Many of the specific conclusions in this decision probably will apply to other Danish municipalities that use the same data processor setup as Elsinore. 

Data security: private correspondence for a government

The UK Information Commissioner called for a government review into the systemic risks and areas for improvement around the use of private correspondence channels – including private email, WhatsApp and other similar messaging apps. The investigation found that the lack of clear controls and the rapid increase in the use of messaging apps and technologies had the potential to lead to important information around the government’s response to the pandemic being lost or insecurely handled. 

An example of this included some protectively marked information being located in non-corporate or private accounts outside of the Department of Health and Social Care’s official systems. This information, stored on outside servers, betrays an oversight in the consideration of storage and retention of information and the associated risks this could bring. Although the use of private channels brought some real operational benefits at a time in which the UK was facing exceptional pressures throughout the COVID-19 pandemic, it is of concern that such practices continued without any review of their appropriateness or the risks they present.
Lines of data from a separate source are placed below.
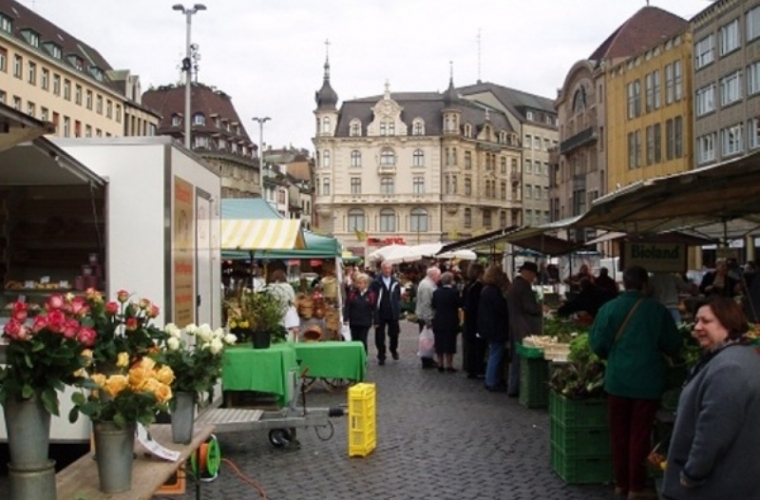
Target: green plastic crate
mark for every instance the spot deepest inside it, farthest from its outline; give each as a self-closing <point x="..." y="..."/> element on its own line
<point x="529" y="352"/>
<point x="534" y="383"/>
<point x="579" y="442"/>
<point x="573" y="413"/>
<point x="582" y="470"/>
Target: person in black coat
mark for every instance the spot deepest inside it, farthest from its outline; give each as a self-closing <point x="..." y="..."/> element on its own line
<point x="359" y="310"/>
<point x="446" y="304"/>
<point x="475" y="352"/>
<point x="493" y="324"/>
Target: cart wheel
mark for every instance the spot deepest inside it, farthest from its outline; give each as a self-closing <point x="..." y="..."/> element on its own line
<point x="279" y="438"/>
<point x="338" y="383"/>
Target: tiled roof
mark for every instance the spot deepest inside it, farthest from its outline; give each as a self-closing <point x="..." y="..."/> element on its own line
<point x="24" y="18"/>
<point x="169" y="100"/>
<point x="646" y="28"/>
<point x="516" y="101"/>
<point x="426" y="105"/>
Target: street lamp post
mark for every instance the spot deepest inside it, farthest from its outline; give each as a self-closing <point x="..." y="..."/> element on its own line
<point x="187" y="64"/>
<point x="261" y="122"/>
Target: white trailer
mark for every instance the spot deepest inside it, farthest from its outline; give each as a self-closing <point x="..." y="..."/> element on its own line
<point x="154" y="224"/>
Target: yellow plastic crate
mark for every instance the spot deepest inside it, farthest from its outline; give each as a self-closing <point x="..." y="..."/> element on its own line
<point x="362" y="420"/>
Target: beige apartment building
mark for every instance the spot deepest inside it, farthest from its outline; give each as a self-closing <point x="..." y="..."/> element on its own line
<point x="50" y="75"/>
<point x="414" y="167"/>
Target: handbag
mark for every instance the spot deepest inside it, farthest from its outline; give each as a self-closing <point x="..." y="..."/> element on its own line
<point x="626" y="320"/>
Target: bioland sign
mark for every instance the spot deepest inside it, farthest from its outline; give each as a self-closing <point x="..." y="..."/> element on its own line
<point x="656" y="257"/>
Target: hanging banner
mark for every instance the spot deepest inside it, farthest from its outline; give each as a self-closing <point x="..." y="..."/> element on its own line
<point x="656" y="257"/>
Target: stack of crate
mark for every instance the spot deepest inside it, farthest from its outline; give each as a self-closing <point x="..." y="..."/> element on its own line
<point x="362" y="420"/>
<point x="580" y="439"/>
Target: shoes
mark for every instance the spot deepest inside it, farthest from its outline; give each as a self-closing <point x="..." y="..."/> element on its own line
<point x="496" y="388"/>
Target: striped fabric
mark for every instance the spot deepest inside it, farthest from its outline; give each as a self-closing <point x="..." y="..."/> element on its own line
<point x="262" y="234"/>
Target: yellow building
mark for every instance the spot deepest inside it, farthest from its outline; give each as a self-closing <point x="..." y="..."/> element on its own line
<point x="649" y="113"/>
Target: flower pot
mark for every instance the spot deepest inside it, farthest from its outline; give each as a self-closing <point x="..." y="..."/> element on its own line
<point x="37" y="483"/>
<point x="261" y="340"/>
<point x="28" y="426"/>
<point x="183" y="417"/>
<point x="114" y="453"/>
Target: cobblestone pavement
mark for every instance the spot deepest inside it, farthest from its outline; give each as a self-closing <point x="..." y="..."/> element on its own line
<point x="440" y="436"/>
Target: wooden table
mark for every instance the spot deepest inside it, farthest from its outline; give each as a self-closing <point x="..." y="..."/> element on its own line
<point x="80" y="479"/>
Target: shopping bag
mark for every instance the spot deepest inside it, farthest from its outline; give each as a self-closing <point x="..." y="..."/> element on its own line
<point x="426" y="343"/>
<point x="345" y="332"/>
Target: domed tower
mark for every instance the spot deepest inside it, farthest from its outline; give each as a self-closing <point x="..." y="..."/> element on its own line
<point x="327" y="99"/>
<point x="451" y="113"/>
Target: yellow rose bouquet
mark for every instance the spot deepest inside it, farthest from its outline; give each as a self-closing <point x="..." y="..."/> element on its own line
<point x="132" y="394"/>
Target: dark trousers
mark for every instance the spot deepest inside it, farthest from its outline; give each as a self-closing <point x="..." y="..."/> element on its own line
<point x="360" y="333"/>
<point x="631" y="422"/>
<point x="392" y="326"/>
<point x="475" y="355"/>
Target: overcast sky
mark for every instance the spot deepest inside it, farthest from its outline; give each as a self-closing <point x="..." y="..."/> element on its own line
<point x="268" y="54"/>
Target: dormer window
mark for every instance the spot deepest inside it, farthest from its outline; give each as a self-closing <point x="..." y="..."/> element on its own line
<point x="31" y="37"/>
<point x="96" y="73"/>
<point x="54" y="49"/>
<point x="6" y="24"/>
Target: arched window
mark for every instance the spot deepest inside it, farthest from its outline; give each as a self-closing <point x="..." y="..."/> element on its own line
<point x="356" y="158"/>
<point x="418" y="127"/>
<point x="387" y="220"/>
<point x="418" y="220"/>
<point x="387" y="186"/>
<point x="387" y="157"/>
<point x="355" y="128"/>
<point x="356" y="220"/>
<point x="418" y="158"/>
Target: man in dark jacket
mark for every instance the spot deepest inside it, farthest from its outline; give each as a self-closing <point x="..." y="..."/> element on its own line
<point x="387" y="312"/>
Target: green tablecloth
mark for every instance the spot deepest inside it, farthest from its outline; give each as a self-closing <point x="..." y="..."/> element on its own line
<point x="333" y="359"/>
<point x="261" y="370"/>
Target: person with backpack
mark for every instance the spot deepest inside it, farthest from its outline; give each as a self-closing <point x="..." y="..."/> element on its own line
<point x="359" y="310"/>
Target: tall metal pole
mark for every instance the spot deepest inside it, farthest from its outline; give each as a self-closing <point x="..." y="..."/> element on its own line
<point x="187" y="66"/>
<point x="188" y="79"/>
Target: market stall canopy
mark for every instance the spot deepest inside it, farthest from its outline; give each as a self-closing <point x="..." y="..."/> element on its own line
<point x="42" y="163"/>
<point x="717" y="201"/>
<point x="532" y="238"/>
<point x="262" y="234"/>
<point x="17" y="127"/>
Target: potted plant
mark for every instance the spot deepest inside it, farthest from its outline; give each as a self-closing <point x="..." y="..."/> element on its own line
<point x="261" y="313"/>
<point x="197" y="365"/>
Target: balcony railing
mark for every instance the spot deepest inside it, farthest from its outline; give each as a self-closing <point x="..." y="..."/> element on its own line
<point x="582" y="138"/>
Big Tech: Microsoft cloud for governments, DiDi Global privacy fine, UBER massive data breach

Microsoft is beefing up its cloud offer, in partnership with Italy’s Leonardo and Belgium’s Proximus, by launching a public cloud to service government customers. Dubbed the “Cloud  for Sovereignty” Microsoft says it will offer greater control over data, be cheaper, and be closer to developing technology. Rivals Amazon and Google are doing good cloud business in the US and elsewhere, but the EU’s privacy watchdog is currently checking to see if private cloud operators are doing enough to ensure the safety of public data.
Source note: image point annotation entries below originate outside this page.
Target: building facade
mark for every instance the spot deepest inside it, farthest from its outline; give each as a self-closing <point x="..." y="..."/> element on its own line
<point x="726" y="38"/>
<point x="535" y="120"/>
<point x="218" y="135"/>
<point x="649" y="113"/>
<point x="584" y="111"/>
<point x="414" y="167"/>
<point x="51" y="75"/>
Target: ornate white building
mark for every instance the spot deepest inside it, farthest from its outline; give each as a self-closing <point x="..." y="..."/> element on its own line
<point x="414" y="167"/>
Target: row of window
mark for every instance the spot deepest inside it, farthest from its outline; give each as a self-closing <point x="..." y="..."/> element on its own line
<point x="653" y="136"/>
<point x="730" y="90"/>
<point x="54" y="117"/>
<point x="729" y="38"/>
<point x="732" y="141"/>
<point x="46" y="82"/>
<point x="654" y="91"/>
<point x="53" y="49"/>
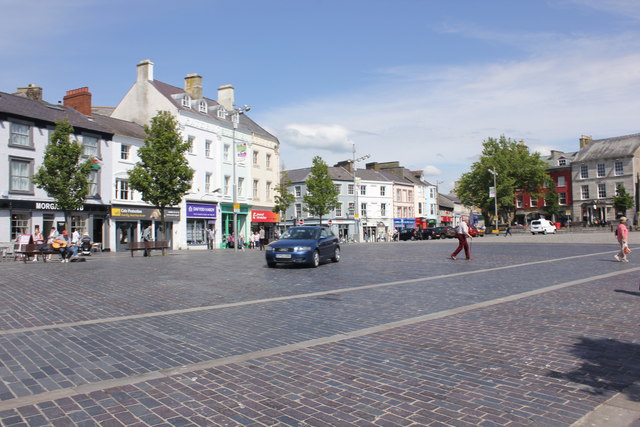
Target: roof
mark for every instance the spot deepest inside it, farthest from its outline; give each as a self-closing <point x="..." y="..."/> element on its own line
<point x="610" y="148"/>
<point x="29" y="109"/>
<point x="246" y="123"/>
<point x="121" y="127"/>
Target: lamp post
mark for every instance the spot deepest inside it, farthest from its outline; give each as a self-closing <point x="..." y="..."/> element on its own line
<point x="235" y="120"/>
<point x="356" y="215"/>
<point x="495" y="196"/>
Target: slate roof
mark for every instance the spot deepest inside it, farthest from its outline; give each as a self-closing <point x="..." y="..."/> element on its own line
<point x="121" y="127"/>
<point x="246" y="123"/>
<point x="46" y="113"/>
<point x="610" y="148"/>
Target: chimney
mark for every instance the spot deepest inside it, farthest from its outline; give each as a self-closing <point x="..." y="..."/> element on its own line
<point x="193" y="86"/>
<point x="346" y="164"/>
<point x="79" y="99"/>
<point x="145" y="70"/>
<point x="32" y="91"/>
<point x="585" y="140"/>
<point x="373" y="166"/>
<point x="226" y="97"/>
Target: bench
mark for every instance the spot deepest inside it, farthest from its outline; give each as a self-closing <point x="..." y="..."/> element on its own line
<point x="32" y="249"/>
<point x="147" y="246"/>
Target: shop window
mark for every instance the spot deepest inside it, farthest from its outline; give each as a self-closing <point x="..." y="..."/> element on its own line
<point x="20" y="135"/>
<point x="562" y="198"/>
<point x="20" y="173"/>
<point x="196" y="231"/>
<point x="602" y="191"/>
<point x="19" y="225"/>
<point x="79" y="223"/>
<point x="125" y="152"/>
<point x="585" y="192"/>
<point x="94" y="180"/>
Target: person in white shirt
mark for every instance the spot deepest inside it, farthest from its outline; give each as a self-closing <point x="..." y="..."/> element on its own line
<point x="462" y="233"/>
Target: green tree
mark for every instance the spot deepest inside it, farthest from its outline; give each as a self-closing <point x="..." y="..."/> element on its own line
<point x="162" y="176"/>
<point x="64" y="173"/>
<point x="283" y="198"/>
<point x="623" y="200"/>
<point x="322" y="195"/>
<point x="516" y="167"/>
Chinese ride-hailing service DiDi Global has been hit with a billion-dollar fine by the national cybersecurity regulator for going public on the NYSE before a Chinese probe into the company’s data practices had been completed. The probe found user data had been illegally collected for years, and that DiDi had endangered national cybersecurity with their data processing methods. The inquiry forced the New York delisting of the company, which says it will review and change its practices.

Uber has admitted to failing to report a massive 2016 data breach and covering it up from regulators for a year as part of a Non-Prosecution agreement in the ongoing federal criminal case in California; Data from over fifty million users was stolen, but the company points to a complete overhaul of data protection and privacy and change of top management since then. The company also fully co-operated with prosecutors. Uber has already paid out nearly 150 million dollars in all 50 US states in civil litigation related to the breach, Reuters reports.